Corrie Hotpot
By Hester
1 Picture
Ingredients
- 1 1/2 pounds lamb neck meat, cubed
- 1 1/2 pounds potatoes, leave skin on, thinly sliced
- 1 large onion, chopped
- 1 1/4 cups beef stock
- 3 ounces butter
- 1 tablespoon flour
- 1 tablespoon Worcestershire sauce
- 1 bay leaf
- salt and pepper, to taste
Details
Servings 6
Preparation
Step 1
Pre-heat oven to 325. Seal meat on all sides over high heat in butter, reduce heat to medium and cook until evenly browned. When browned put meat in deep oven proof casserole.
n same pan saute onions in pan juices adding more butter if needed. When they begin to turn brown sprinkle with flour.

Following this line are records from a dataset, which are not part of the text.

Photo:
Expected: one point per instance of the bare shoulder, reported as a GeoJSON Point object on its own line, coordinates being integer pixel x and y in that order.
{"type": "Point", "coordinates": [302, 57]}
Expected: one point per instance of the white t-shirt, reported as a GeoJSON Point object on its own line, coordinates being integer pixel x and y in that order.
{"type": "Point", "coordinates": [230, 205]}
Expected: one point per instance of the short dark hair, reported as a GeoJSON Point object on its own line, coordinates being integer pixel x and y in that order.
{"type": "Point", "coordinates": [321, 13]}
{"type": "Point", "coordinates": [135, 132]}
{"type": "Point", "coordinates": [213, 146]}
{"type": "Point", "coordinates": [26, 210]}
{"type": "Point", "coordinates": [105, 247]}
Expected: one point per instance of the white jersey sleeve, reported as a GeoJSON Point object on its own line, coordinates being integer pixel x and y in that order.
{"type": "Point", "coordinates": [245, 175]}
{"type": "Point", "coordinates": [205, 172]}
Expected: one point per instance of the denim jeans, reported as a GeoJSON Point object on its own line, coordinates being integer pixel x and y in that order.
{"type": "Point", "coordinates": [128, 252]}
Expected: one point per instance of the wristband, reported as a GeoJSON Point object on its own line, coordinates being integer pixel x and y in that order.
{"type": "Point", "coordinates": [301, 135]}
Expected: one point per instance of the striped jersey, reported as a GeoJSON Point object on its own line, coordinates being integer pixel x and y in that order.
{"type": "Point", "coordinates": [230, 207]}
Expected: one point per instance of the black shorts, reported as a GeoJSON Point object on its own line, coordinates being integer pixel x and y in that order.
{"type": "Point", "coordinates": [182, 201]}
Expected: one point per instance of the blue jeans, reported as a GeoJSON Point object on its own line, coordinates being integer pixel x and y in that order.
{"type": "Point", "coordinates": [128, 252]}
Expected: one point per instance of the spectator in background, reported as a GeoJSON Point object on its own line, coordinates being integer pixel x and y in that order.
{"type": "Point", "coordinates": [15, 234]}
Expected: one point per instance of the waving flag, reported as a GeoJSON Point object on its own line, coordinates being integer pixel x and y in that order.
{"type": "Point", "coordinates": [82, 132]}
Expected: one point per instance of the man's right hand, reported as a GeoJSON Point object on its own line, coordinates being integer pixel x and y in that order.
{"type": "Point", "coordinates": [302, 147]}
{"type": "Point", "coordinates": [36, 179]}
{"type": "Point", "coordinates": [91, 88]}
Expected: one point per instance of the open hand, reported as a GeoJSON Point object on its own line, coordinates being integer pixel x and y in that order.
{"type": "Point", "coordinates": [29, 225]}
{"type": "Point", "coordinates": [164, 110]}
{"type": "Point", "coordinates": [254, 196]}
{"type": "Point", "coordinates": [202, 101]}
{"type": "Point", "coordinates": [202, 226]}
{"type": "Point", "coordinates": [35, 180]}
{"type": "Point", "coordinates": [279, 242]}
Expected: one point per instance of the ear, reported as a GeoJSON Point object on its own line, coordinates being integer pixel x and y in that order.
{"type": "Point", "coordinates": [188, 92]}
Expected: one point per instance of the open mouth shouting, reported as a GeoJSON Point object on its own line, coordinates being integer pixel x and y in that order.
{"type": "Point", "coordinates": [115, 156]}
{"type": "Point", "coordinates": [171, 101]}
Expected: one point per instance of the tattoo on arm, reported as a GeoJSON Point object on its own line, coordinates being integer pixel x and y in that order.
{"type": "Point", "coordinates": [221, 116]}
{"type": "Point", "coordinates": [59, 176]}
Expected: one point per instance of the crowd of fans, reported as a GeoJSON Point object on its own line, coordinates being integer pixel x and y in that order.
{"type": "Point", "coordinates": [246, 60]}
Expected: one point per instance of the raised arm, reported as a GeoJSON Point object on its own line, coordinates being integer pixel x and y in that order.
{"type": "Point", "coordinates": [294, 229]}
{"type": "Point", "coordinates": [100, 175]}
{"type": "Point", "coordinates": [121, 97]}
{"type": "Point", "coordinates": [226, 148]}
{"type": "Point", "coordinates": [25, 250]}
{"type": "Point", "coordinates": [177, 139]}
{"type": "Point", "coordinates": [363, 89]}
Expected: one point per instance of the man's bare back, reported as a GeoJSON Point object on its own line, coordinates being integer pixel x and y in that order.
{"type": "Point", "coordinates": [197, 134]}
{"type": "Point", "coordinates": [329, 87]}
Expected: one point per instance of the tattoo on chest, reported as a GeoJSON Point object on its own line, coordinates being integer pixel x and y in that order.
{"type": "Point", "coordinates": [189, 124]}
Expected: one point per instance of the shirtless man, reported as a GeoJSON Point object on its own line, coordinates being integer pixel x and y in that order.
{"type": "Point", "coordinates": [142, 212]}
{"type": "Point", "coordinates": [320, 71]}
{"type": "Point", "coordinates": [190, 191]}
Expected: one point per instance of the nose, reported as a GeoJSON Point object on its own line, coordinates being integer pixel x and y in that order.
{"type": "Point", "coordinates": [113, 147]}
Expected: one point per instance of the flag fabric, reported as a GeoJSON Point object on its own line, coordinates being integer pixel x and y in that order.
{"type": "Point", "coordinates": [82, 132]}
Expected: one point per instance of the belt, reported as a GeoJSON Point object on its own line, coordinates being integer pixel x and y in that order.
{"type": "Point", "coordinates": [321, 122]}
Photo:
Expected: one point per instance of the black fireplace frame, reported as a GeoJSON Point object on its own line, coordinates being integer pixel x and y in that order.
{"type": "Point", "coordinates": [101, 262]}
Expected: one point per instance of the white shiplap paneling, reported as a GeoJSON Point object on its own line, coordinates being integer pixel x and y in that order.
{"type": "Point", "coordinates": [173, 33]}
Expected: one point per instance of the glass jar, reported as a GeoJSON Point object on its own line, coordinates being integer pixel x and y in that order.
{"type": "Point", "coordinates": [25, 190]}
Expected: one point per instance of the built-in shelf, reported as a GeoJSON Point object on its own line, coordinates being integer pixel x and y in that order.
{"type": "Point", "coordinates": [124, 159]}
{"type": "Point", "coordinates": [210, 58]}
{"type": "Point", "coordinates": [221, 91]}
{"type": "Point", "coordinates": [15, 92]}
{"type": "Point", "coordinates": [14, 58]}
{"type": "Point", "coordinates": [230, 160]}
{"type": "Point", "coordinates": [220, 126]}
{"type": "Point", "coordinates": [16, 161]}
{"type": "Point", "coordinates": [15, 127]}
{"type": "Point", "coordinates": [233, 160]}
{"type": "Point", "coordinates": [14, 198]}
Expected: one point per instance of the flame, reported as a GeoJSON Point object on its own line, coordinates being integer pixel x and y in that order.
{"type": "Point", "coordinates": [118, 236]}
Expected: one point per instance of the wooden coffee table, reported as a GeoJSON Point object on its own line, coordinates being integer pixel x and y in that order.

Stir until roux begins to brown, stir in a little stock, stirring quickly to avoid lumps.
Stirring constantly add remaining liquid and bring to a simmer. Add Worcestershire and season to taste.
Pour onions and liquid over meat, mix well and add bay leaf.
Layer potatoes over meat, seasoning each layer with salt and pepper.
Cover and cook in oven for 2 hours, 1/2 hour uncovered.
If potatoes haven't browned, place under grill.